Created 06-12-2020 12:39 AM
Hi All,
Need your expertise in understanding and solving the below issue.
1. Data is available in parquet(partitioned) and external table has been created in HIVE and do MSCK.
2.Query from HIVE and SPARK gives results for all columns
----issue starts from here
3.Add new columns in parquet and alter table to add new columns(with same schema and correct datatypes) and do MSCK
4.Reads values from Hive for new columns but from spark 2.3 and 2.2 will give null values
------We also did other way
5.Drop and recreate table with all columns(new and old)---add latest partition manually which has data for all new columns added and then do msck for other partitions ---in somecases it works but somecases same issue giving null values from spark
We have seen this is not an issue in spark2.4. Can you please explain why it behaves like this and if any way forward
Created 06-12-2020 05:28 AM
Can I check the logic here?
Are you using HIVE QL to create the table, and to add the new columns?
It is the Spark read that is then giving inconsistent results?
There are known issues in how Spark 2.2 handles HIVE schemas. For example https://issues.apache.org/jira/browse/SPARK-21841
If you have the example Spark code, that may help. It looks like being explicit in how spark reads the hive table may help in this case.
Created on 06-13-2020 07:11 AM - edited 06-13-2020 07:42 AM
Hi Royles,
I am using hiveql for creating the table, altering the table for adding new columns.
Doing all the operations like msck repair table,add partition to table everything I am doing from hiveql only.Only we are reading table from sparksql.
After reading your reply,I tried to create external table,do msck repair,alter table to add new columns everything from sparksql. I got the below results
1.No results from spark when reading data from table
2.No results from hive shell when reading table
3.If I see the tblproperties,parquet schema is not matching .So there are no results from hiveql and from spark
The only solution which I am following till now is(for adding new columns to external tbls)
1.Drop and create table using hiveql from hiveshell with all columns(old + new)

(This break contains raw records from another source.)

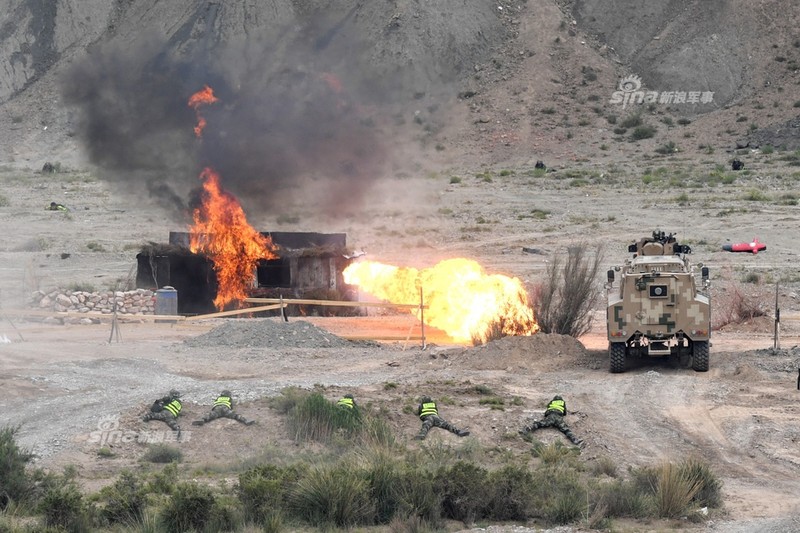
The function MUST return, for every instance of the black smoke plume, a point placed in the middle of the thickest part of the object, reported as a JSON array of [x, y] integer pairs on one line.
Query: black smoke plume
[[287, 116]]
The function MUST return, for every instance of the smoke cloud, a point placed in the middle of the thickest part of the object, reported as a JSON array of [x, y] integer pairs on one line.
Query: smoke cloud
[[292, 110]]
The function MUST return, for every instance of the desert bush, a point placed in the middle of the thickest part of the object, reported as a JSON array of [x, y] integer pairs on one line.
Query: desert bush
[[462, 488], [667, 148], [621, 498], [316, 418], [555, 453], [559, 494], [14, 481], [564, 302], [337, 496], [509, 493], [63, 507], [643, 132], [190, 507], [288, 399], [418, 495], [604, 465], [737, 307], [631, 121], [162, 453], [163, 482], [710, 491], [264, 489], [124, 500], [676, 488]]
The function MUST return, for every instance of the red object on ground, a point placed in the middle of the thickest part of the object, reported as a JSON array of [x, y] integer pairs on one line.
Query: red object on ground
[[750, 247]]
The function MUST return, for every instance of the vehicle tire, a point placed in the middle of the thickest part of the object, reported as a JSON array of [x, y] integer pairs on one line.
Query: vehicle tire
[[616, 353], [700, 356]]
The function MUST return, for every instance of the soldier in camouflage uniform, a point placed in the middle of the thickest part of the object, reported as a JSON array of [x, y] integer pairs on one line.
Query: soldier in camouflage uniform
[[429, 415], [166, 409], [223, 408], [554, 417]]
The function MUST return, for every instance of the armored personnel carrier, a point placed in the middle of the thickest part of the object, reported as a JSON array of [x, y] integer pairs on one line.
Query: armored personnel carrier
[[658, 307]]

2.add latest partition manually which has data for all new columns added so far apart from beginning creation of table from hiveshell
3.query table from spark.Then check for tblproperties and parquet schema should be reflecting and mapped with hive columns
4.If the schema is not matching like testData in parquet is reflecting as testdata in hive tblproperties then we will get null values form spark
5.If both the schemas are matching,then we can see results from spark
4.then do msck repair which is giving me results in both spark 2.2 and 2.3
But I feel there must be some other way of adding new columns instead of dropping table and recreating it.